PI-CAI Eval: extract lesion candidates!

PI-CAI Eval: extract lesion candidates!  

  By: svesal on Sept. 1, 2022, 3:55 p.m.

Dear all,

We have some confusion about our local validation (CV) and how exactly the PI-CAI eval code works. Initially, we thought that we should only save our detection_maps (model prediction probability after softmax). However, in the process.py code, we saw you are applying the "extract_lesion_candidates". Based on the code we understood you apply this to remove some of the FPs.

Do we need to also apply this function to our prediction maps similar to what you have done? Also, how does the "threshold ="dynamic" work to assign a single probability value to the entire predicted lesion for correct evaluation?

I am sorry, but the evaluation part is not clear. I feel adding a paragraph on how to correctly generate "detection maps" based on your evaluation code would be great.

Best, Sulaiman

Re: PI-CAI Eval: extract lesion candidates!  

  By: anindo on Sept. 1, 2022, 10:28 p.m.

Hi Sulaiman,

As listed on the page where we define all tasks for AI (https://pi-cai.grand-challenge.org/AI/) and the README for the picai_eval repo, we expect csPCa detection maps as one of the outputs of your submitted model, and not the output of a segmentation model after softmax activation. We define detection maps as 3D maps (with the same spatial dimensions and resolution as the input T2W image) containing non-overlapping, non-connected csPCa lesion detections. All voxels constituting each predicted lesion detection must comprise a single floating point value between 0-1, representing that lesion’s overall likelihood of harboring csPCa. In other words, while a softmax volume can have as many unique values as the number of voxels in that volume, the number of unique values in your detection map must be ≤ the number of csPCa lesions predicted in that detection map + 1 (for the value 0, representing the background). You can pass training scans through our trained baseline AI models to acquire examples of such detection maps. Alternatively, you can also refer to the "lesion candidates" block from Figure 1 of this recent publication from your team, which seems similar to our intended detection maps.

We leave it entirely upto the participants on how they would like to generate these csPCa detection maps. At our institution, and similarly for all baseline AI models shared in this challenge, we use a function titled "extract_lesion_candidates" to convert softmax predictions to detection maps, that we've made publicly available.
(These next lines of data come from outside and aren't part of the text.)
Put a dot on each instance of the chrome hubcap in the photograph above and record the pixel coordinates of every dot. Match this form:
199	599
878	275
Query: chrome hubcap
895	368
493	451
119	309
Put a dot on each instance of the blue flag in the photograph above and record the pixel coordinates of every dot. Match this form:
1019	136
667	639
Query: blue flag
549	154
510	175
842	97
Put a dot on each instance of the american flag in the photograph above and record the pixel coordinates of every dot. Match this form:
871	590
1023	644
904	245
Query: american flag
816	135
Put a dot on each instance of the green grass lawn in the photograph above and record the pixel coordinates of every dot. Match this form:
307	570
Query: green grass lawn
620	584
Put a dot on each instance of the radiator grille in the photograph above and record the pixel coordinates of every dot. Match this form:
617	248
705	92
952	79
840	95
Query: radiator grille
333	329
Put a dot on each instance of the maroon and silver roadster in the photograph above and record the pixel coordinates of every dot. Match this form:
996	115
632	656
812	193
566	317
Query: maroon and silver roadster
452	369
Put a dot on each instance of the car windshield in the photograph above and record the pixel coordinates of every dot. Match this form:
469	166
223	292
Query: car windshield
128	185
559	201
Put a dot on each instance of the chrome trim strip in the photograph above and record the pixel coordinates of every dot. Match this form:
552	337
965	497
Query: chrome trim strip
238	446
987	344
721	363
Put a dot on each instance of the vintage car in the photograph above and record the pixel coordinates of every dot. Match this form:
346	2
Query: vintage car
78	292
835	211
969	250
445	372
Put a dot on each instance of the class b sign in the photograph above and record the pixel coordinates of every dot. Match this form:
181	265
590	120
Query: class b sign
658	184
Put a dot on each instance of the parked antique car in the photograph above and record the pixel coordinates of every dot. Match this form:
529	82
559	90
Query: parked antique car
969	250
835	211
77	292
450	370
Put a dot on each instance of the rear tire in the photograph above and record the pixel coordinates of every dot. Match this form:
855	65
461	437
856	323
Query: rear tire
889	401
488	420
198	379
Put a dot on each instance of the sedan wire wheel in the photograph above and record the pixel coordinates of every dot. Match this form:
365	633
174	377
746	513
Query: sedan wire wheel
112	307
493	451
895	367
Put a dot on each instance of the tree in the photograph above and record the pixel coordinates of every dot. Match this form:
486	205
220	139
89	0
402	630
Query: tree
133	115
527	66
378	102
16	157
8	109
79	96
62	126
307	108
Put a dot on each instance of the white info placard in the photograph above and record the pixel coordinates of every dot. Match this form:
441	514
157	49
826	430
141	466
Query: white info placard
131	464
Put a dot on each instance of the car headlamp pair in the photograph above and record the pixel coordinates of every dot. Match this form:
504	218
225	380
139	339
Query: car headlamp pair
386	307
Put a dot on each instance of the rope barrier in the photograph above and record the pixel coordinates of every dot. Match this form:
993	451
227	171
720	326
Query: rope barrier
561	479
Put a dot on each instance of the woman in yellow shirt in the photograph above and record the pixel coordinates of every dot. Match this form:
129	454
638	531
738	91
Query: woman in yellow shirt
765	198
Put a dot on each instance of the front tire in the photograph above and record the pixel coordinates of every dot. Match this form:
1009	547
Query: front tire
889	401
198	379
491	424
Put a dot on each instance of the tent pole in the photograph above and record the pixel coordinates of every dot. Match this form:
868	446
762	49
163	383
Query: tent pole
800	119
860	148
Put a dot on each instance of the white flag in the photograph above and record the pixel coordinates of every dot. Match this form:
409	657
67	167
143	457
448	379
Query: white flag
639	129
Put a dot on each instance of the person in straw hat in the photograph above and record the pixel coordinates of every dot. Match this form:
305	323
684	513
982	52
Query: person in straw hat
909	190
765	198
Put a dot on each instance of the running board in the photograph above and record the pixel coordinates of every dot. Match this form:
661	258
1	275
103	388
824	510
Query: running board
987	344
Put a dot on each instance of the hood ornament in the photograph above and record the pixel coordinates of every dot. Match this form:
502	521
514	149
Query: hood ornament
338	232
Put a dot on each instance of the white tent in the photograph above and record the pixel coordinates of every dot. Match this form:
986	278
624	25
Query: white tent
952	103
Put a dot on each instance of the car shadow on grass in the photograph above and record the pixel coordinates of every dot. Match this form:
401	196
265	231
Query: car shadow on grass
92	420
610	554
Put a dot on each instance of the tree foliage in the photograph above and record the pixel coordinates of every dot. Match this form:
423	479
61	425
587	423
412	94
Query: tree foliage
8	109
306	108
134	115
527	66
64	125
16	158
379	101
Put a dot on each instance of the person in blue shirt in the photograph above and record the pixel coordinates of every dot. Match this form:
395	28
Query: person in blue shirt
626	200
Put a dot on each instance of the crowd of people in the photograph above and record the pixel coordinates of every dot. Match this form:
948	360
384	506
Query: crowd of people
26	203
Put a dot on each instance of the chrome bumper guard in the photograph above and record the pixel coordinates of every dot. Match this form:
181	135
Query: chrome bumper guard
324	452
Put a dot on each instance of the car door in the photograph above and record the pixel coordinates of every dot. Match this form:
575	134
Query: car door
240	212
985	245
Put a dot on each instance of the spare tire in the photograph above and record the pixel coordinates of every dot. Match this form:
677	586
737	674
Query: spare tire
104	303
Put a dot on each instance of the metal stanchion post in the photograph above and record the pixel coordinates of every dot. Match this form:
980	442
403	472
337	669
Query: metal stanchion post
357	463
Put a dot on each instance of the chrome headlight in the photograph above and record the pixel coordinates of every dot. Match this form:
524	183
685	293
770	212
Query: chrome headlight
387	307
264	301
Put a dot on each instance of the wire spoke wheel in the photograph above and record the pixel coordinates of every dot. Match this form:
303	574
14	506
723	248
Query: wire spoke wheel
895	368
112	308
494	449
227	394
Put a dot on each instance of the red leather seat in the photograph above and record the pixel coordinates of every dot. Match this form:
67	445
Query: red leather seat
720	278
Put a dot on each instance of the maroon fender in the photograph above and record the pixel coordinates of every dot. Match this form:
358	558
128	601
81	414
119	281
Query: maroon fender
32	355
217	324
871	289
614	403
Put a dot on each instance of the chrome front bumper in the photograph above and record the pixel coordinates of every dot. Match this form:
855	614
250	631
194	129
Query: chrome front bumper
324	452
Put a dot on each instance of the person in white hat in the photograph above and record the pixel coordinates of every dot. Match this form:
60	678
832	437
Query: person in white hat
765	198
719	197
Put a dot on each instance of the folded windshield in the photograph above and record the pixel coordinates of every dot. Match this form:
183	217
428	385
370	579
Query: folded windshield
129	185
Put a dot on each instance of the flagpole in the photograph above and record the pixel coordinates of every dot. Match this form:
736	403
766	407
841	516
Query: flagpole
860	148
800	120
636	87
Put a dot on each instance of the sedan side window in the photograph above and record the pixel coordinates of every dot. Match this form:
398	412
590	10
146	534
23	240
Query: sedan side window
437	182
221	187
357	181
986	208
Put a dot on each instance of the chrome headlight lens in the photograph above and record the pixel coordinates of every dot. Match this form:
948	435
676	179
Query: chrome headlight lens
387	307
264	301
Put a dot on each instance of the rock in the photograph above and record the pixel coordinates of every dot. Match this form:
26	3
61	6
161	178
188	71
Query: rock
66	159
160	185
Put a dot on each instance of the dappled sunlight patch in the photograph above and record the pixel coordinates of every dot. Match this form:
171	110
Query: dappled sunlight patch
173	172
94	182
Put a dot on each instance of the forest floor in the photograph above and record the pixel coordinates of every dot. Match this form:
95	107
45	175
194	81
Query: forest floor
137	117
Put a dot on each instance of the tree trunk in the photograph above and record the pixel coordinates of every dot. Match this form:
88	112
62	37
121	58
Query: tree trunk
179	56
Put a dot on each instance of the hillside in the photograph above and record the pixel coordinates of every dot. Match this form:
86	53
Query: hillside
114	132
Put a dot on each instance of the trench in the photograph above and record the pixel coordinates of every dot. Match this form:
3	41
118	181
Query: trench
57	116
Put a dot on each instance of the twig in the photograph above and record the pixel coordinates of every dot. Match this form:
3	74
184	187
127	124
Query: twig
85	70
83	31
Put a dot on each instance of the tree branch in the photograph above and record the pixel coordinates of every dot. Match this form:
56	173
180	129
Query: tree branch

As documented in the picai_eval repo, you can click here to learn more about how this function can be applied during evaluation. Now, "extract_lesion_candidates" comes with a range of different threshold modes (e.g. "static", "dynamic") that can be used. Their differences are documented in the function's source code itself and under the function header. From our internal tests, we find that the "dynamic" mode is typically most accurate. Click here to see a depiction of its working principle. Needless to say, participants can use this same function for their AI models, adapt it, or design something entirely different as they best see fit.

For transparency, we require detection maps as your output (rather than softmax volumes) so that we can definitively evaluate object/lesion-level detection performance using PR and FROC curves. With softmax volumes, there's a lot of ambiguity on how this can be handled —e.g. what is the overall single likelihood of csPCa per predicted lesion, what constitutes as the spatial boundaries of each predicted lesion, and in turn, what constitutes as object-level hits (TP) or misses (FN) as per our given hit criterion.

Hope this helps.

 Last edited by: anindo on Aug. 15, 2023, 12:57 p.m., edited 15 times in total.

Re: PI-CAI Eval: extract lesion candidates!  

  By: joeran.bosma on Sept. 2, 2022, 9:42 a.m.

Hi Sulaiman,

To add to Anindo's description, if you're using the "extract_lesion_candidates" function, then it will take the maximum confidence within the lesion candidate as its overall lesion confidence. The nnDetection paper has a section on deciding this lesion confidence based on the softmax values under "nnU-Net as an Object Detection Baseline". They emperically choose the best out of four options: (max, mean, median, 95% percentile) using cross-validation. Changing this may improve your performance, but we leave this up to you to decide.

Kind regards, Joeran

 Last edited by: anindo on Aug. 15, 2023, 12:57 p.m., edited 1 time in total.